I find that worrisome on so many levels - As a Mom, as a Woman, as a Human. It rather goes into the other article I recently read on why books on "How I reclaimed my virginity and finally got a husband" are so popular.

In some ways, I suppose, you could say it is an oppressed group co-opting the mindset of the oppressor and then turning it back on them to gain leverage. That of course, continues to deny women fundamental power and decision making.

And Yes, I would be More than happy to believe that Emily is going to wait until her mid-20's when she has found the love of her life to explore her sexuality. But even I don't take drugs that are THAT good.

I wonder, too, how many marriages would not have happened or outcomes been different if the women were sexually more aware of what they liked or how they and their partner "fit". Sex IS important. Really, really important in a long term relationship - and you need to be compatible in that space, as much as you need to be compatible in the other facets of the relationship.

Kelly said...

I get really friggin pissed when people treat a woman's virginity as some kind of gift to be bestowed upon a partner. It's never seen, in this POV, as something belonging to the woman as well. Sexuality, it's a gift to all.

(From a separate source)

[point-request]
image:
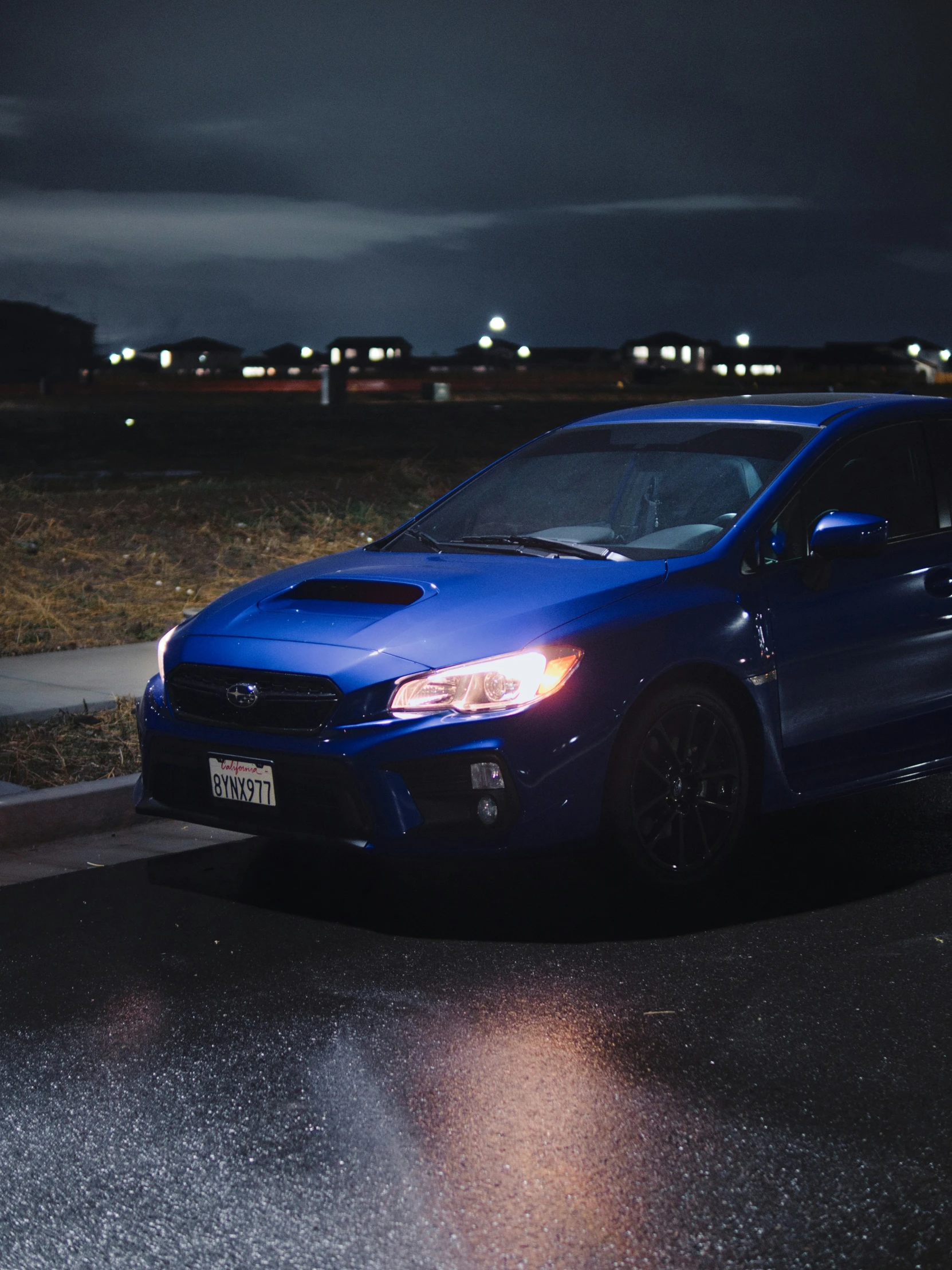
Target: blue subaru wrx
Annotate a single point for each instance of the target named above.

I'd prefer my daughters wait. But if they don't, my preference is that they're armed with knowledge about pregnancy and STD prevention, as well as how a caring partner should treat them.

So, I like this post!

Kristine said...

Bravo!

My mother so indoctrinated me with the "sex before marriage is evil" stuff, and then to make sure I was good and scared she preached about teen pregnancy and std's (I think herpes was the scary std of the time, HIV wasn't yet a mainstream concern) and the horror of being thought a slut.

Between being shy, thinking my body was ugly (again, thanks mom) and the fear of being a slut, I missed out on a whole hell of a lot of experimenting. Experimenting that I will probably regret the rest of my life having missed out on. I love my husband and he is my best friend, but there is no passion.

The thought of never having passion like that in my life saddens me to no end.

I'm almost glad I don't have a daughter because I'm not sure I would know how to teach her to live a life so she doesn't have the same regrets I do.